Mixed-integer second-order cone programming method for active distribution network

Abstract

Developing a novel type of power system is an important means of achieving the “dual carbon” goals of achieving peak carbon emissions and carbon neutrality in the near future. Given that the distribution network has access to a wide range of distributed and flexible resources, reasonably controlling large-scale and adjustable resources is a critical factor influencing the safe and stable operation of the active distribution network (ADN). In light of this, the authors of this study propose a mixed-integer second-order cone programming method for an active distribution network by considering the collaboration between distributed, flexible resources. First, Monte Carlo sampling is used to simulate the charging load of electric vehicles (EVs), and the auto regressive moving average (ARMA) and the scenario reduction algorithms (SRA) based on probability distance are used to generate scenarios of the outputs of distributed generation (DG).

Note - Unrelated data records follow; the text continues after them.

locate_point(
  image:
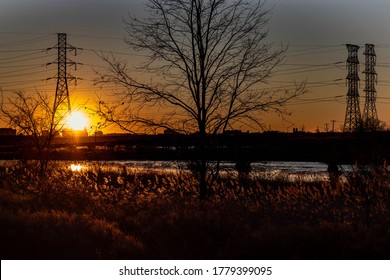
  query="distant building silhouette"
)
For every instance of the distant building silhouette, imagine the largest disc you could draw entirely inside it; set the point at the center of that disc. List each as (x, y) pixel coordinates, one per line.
(7, 131)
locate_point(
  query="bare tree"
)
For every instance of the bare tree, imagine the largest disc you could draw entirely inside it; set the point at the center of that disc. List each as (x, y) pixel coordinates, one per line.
(33, 115)
(209, 61)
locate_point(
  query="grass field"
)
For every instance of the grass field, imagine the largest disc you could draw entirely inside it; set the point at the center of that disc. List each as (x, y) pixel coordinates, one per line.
(118, 213)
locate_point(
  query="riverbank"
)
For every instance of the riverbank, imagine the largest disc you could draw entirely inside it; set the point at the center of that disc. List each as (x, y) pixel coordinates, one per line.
(100, 214)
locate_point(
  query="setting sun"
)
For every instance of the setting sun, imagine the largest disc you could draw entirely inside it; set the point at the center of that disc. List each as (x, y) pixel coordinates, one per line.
(77, 120)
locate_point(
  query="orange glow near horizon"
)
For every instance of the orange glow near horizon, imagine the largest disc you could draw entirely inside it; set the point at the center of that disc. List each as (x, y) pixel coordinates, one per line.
(77, 120)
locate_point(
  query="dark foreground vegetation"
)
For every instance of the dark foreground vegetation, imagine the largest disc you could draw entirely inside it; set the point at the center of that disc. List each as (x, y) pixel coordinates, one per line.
(112, 212)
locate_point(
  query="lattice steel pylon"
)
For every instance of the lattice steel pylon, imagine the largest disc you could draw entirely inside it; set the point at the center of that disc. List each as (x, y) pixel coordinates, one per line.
(370, 115)
(352, 121)
(61, 106)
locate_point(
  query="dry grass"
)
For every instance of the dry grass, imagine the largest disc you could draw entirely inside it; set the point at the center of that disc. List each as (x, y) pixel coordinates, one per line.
(118, 213)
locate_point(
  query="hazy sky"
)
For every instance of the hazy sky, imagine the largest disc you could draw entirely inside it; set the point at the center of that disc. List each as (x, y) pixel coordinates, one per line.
(315, 30)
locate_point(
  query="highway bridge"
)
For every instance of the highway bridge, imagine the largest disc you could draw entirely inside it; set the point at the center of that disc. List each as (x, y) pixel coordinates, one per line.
(323, 147)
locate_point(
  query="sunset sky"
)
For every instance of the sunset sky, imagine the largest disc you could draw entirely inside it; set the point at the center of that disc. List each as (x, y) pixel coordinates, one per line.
(316, 32)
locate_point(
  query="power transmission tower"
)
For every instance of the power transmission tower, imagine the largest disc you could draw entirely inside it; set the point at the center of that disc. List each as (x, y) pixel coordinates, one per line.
(352, 121)
(61, 106)
(370, 116)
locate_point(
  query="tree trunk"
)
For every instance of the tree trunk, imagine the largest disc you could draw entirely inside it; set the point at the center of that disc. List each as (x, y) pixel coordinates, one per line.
(203, 164)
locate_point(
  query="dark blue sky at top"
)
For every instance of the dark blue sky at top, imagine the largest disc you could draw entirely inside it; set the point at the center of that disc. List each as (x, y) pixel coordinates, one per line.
(313, 25)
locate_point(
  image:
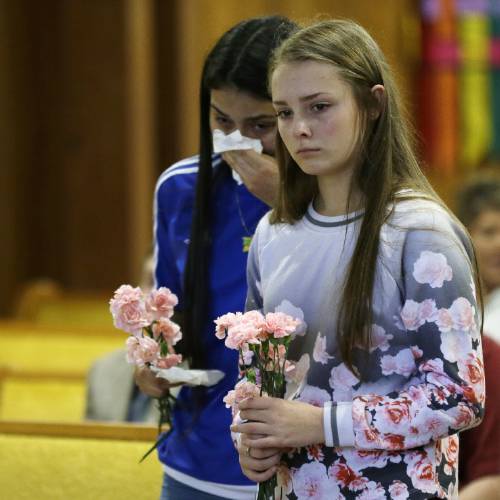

Second, we establish an economical, low-carbon model to optimize the operation of the active distribution network to reduce its operating costs and carbon emissions by considering the adjustable characteristics of the distributed and flexible resources, such as on-load tap changer (OLTC), devices for reactive power compensation, and EVs and electric energy storage equipment (EES). Then, the proposed model is transformed into a mixed-integer second-order cone programming (SOCP) model with a convex feasible domain by using second-order cone relaxation (SOCR), and is solved by using the CPLEX commercial solver. Finally, we performed an arithmetic analysis on the improved IEEE 33-node power distribution system, the results show that ADN’s day-to-day operating costs were reduced by 47.9% year-on-year, and carbon emissions were reduced by 75.2% year-on-year. The method proposed in this paper has significant effects in reducing the operating cost and carbon emissions of ADNs, as well as reducing the amplitude of ADN node voltages and branch currents.